Fred Gratzon on The Lazy Way to Success wrote the following rules for successful creative teams:




  1. For maximum success, everyone must have the utmost respect, love, tolerance, patience, and trust for everyone else. And everyone must feel those things coming to him or her from everyone else.

  2. Whenever "cracks" in the group coherence begin to show, they must be fixed immediately until Principle #1 reigns supreme. The fine feeling level must be protected above all else.

  3. Talking behind another's back is prohibited unless of course one is expressing love, joy, appreciation, admiration, and awe for that person.

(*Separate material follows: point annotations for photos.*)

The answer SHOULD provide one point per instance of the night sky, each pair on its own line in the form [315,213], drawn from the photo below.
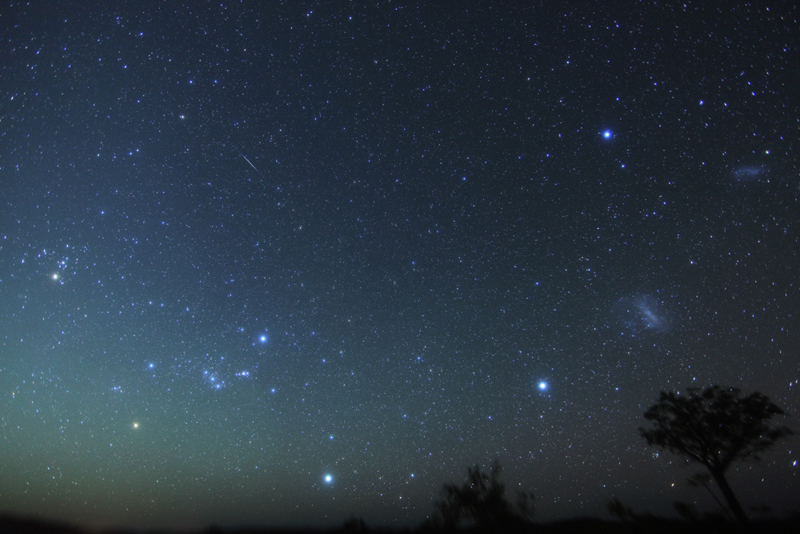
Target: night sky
[281,263]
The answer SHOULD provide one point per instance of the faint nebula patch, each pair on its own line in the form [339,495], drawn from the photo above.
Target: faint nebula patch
[749,173]
[641,313]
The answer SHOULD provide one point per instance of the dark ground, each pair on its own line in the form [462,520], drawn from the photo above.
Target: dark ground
[16,525]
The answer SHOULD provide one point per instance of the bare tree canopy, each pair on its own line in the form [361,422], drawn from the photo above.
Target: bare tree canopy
[715,428]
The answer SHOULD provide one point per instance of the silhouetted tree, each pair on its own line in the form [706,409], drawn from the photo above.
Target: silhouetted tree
[715,428]
[618,509]
[481,499]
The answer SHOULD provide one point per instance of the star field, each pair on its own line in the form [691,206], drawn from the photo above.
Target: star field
[285,263]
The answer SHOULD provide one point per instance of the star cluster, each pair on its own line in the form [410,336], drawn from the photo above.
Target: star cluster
[283,263]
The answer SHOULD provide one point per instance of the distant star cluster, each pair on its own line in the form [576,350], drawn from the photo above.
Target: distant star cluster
[281,263]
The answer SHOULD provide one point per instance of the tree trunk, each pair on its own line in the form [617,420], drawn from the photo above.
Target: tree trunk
[733,502]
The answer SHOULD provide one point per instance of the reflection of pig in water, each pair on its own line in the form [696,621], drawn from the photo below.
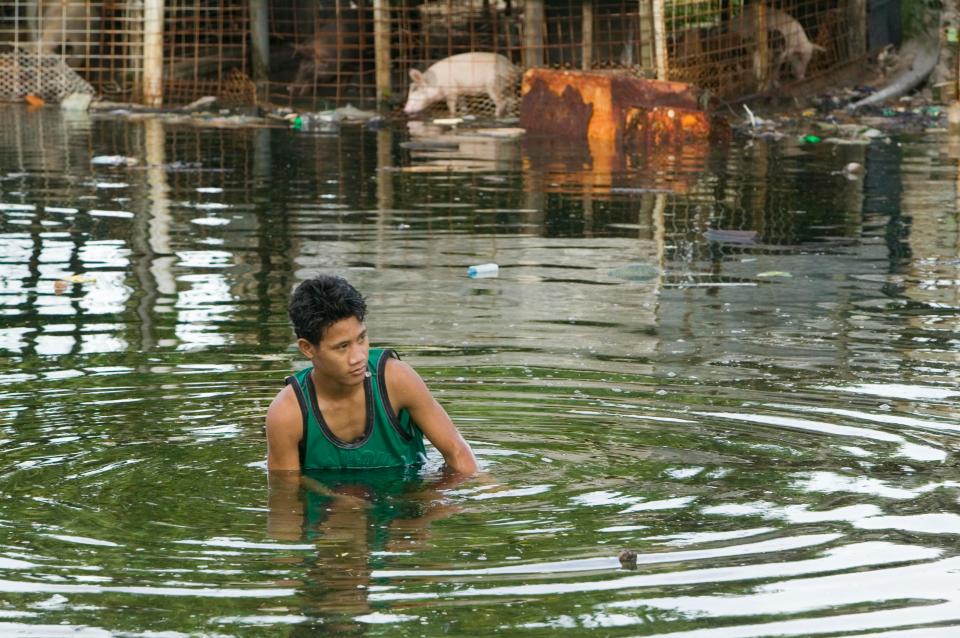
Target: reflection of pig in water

  4. There is no such thing as a bad idea. Frivolity, coming out of left field, and/or talking off point should never be discouraged or put down in a way that makes the frivolous left-fielder feel bad. The more comfortable everyone is, the greater the creativity that will occur. Each person should feel absolutely comfortable before, during, and after making a boneheaded suggestion. There is a chance that so-called boneheaded suggestion contains the seeds for a huge success.

  5. The group should not move forward until everyone is comfortable with the choice. If someone is not, then that person should never be made to feel bad that he is holding things up or being stubborn. Sometimes, a lone holdout can convince an entire group to come to his point of view. Frequently, however, a solution emerges that synthesizes all sides and is infinitely better than any of the original sides.



  6. I agree with him and believe that these are all necessary. I would add one more:


  7. If a person is unhappy with the group they should be removed quickly before they poison the team.